Why I Eschew the Tattoo as an Accessory

Why I Eschew the Tattoo as an Accessory

I know that in recent years it has become fashionable for women of all ages to sport tattoos. Some display works of art that are readily visible to the general public. Others wear a more discreet design seen only by their loved ones. As a libertarian, I heartily defend the rights of any woman who wants a tattoo. I also have a brother-in-law who is a true artiste with ink. But personally, a tattoo is not for me.

My decision is based primarily on the fact that I am fickle. I cannot imagine deciding on a design that I would love forever. I can’t even love a handbag or a pair of shoes for more than a year. It’s not as if I could stuff a tattoo in the Salvation Army donation bag when it no longer serves me. My hair is at least a slightly different color every month.

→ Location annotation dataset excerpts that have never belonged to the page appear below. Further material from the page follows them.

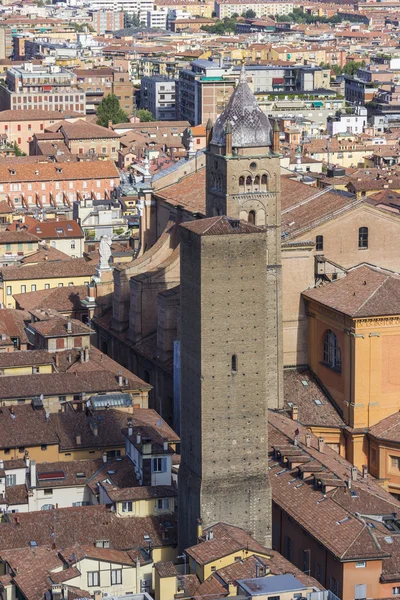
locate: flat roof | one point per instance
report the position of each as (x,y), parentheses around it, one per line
(260,586)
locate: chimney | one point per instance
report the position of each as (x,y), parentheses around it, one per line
(208,133)
(228,139)
(276,143)
(33,473)
(199,527)
(94,427)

And I have no need to sport a tattoo for ornamentation. I buy new makeup every season. My ex-husband gifted me with some lovely jewelry that serves that purpose well. Gold goes with absolutely everything, never goes out of style and can be sold for cash if times are tight.  I’ve no need to ensure it goes with or coordinates with my outfit.  Since I am so particular that my under garments must match, it would send ripples of discomfort through my very being if my artistic ink did not work with my color scheme, my under garments or my outerwear.

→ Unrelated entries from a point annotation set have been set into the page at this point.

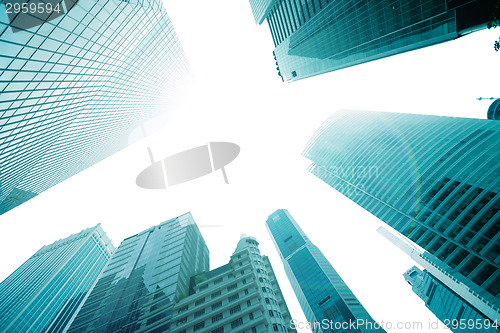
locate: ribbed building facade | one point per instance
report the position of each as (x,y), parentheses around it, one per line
(242,296)
(452,310)
(494,110)
(148,273)
(312,37)
(74,86)
(322,294)
(44,293)
(436,180)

My color preferences have also changed over the years. During my blond years, I tended to wear cool colors with an emphasis on hot pinks, fuscia, deep burgundy, and cobalt blues. I also drank white wine and wore a preponderance of dry-clean only garments. Dirt and yard work were foreign concepts. Now as a redheaded country girl, I am drawn to warmer colors such as corals, deep russets, purples, coppers and warm reds, prefer to drink full bodied red wines, and find peace and serenity digging in the soil, planting and remolding my landscape.

Had I decided to indulge in a tattoo at 35, the color scheme would not work with my present day personality.  No doubt the choice of design would have represented a different me as well.

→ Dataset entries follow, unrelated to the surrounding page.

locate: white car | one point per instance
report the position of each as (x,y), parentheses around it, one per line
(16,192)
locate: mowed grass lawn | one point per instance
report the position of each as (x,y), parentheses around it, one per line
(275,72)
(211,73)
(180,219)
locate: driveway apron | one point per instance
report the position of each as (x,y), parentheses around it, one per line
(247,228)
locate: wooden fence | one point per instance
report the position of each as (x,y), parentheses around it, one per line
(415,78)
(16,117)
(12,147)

Perhaps that is why one of my favorite quotes from Shakespeare’s “As You Like It” is this: “All the world's a stage,
And all the men and women merely players;
They have their exits and their entrances,
And one man in his time plays many parts,
His acts being seven ages.”

I seriously doubt there would be one tattoo that would work for my seven ages.
And there is that little issue that I work in a conservative industry where facial hair for a man is still looked upon with suspicion.